The decision was taken after the Cabinet Committee on prices met on Thursday to discuss price rise and ways to tackle it.
"Wheat, pulses and sugar are driving prices up, therefore, the decision has been taken to augment the supply side. We are confident that with these decisions inflationary expectations will be dampened," said Finance Minister P Chidambaram after the meeting.
"The export of pulses will be halted with immediate effect," he said.
Traders have been demanding wheat imports by actual users like flour millers, bread and biscuit makers at lower duty.
Currently wheat imports are allowed at 60 percent duty, which traders say is unviable. The Government this month floated tenders for the import of 2.2 million tonnes of wheat and has received bids for the supply of about three million tonnes.

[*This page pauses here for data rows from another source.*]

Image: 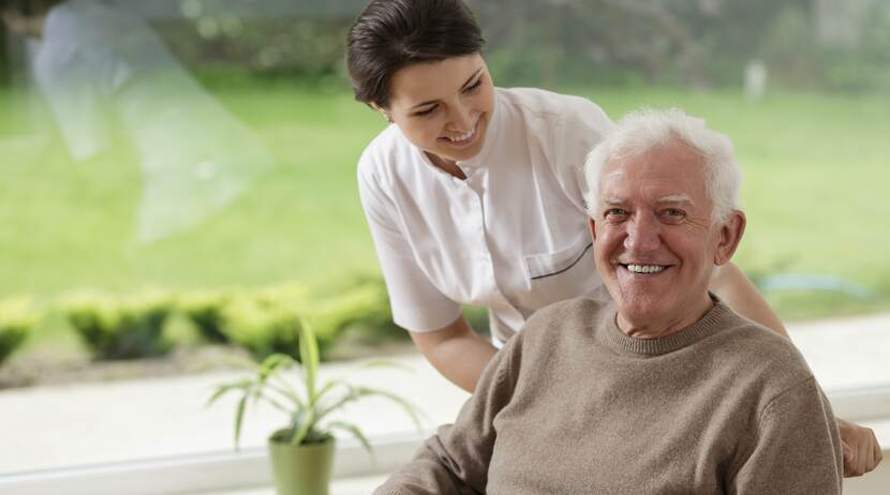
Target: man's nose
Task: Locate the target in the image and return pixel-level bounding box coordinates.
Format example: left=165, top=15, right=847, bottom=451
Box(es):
left=624, top=213, right=661, bottom=253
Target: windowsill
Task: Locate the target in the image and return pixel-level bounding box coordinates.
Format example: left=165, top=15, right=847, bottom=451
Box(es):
left=0, top=317, right=890, bottom=495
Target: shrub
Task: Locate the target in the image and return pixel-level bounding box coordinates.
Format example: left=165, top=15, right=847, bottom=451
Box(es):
left=63, top=292, right=173, bottom=360
left=176, top=290, right=233, bottom=343
left=0, top=297, right=38, bottom=364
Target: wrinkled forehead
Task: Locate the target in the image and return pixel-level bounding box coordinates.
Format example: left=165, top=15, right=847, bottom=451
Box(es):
left=599, top=148, right=707, bottom=206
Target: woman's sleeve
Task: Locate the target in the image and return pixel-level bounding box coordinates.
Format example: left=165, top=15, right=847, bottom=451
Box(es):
left=551, top=96, right=613, bottom=212
left=358, top=156, right=461, bottom=332
left=374, top=334, right=523, bottom=495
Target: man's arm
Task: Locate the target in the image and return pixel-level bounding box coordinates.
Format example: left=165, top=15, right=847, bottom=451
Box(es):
left=711, top=263, right=881, bottom=477
left=374, top=328, right=522, bottom=495
left=710, top=263, right=788, bottom=337
left=727, top=378, right=843, bottom=495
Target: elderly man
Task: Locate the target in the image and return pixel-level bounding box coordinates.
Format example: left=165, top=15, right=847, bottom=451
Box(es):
left=376, top=110, right=843, bottom=495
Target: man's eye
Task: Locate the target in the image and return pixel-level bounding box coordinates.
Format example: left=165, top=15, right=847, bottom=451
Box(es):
left=603, top=208, right=627, bottom=218
left=661, top=208, right=686, bottom=221
left=412, top=105, right=439, bottom=117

It has also awarded contracts for the import of 1.2 million tonnes of wheat, mainly to augment government stocks. But the measures have so far failed to bring down prices.
Most wheat futures contracts on the domestic exchanges fell by 90-140 rupees per tonne after Thursday's cabinet move.
The Cabinet Committee on Prices has also decided to import sugar before September 30, which is the end of current season and before the start of next crushing season.
This would be under Tariff Rate Quota Principle (TRQ), Chidambaram said adding the tariff rate and quantity will be decided later and announced shortly.
"A lot of time was spent on addressing the issue of prices. It was felt that these three primary articles (wheat, pulses and sugar) are showing a rising trend," he said.
Chidambaram said the inflation rate on the manufactured articles was low though fuel sector had shown an increase due to rise in prices of petrol and diesel.
The Government also allowed sugar imports at easier duties under the tariff rate quota to stem high sugar prices despite a bumper sugar output, forecast at close to 19.5 million tonnes in the year ending September 2006.
Chidambaram said private firms would be allowed to import pulses at zero duty and any small exports of pulses taking place now would be immediately stopped. India is a net importer of pulses.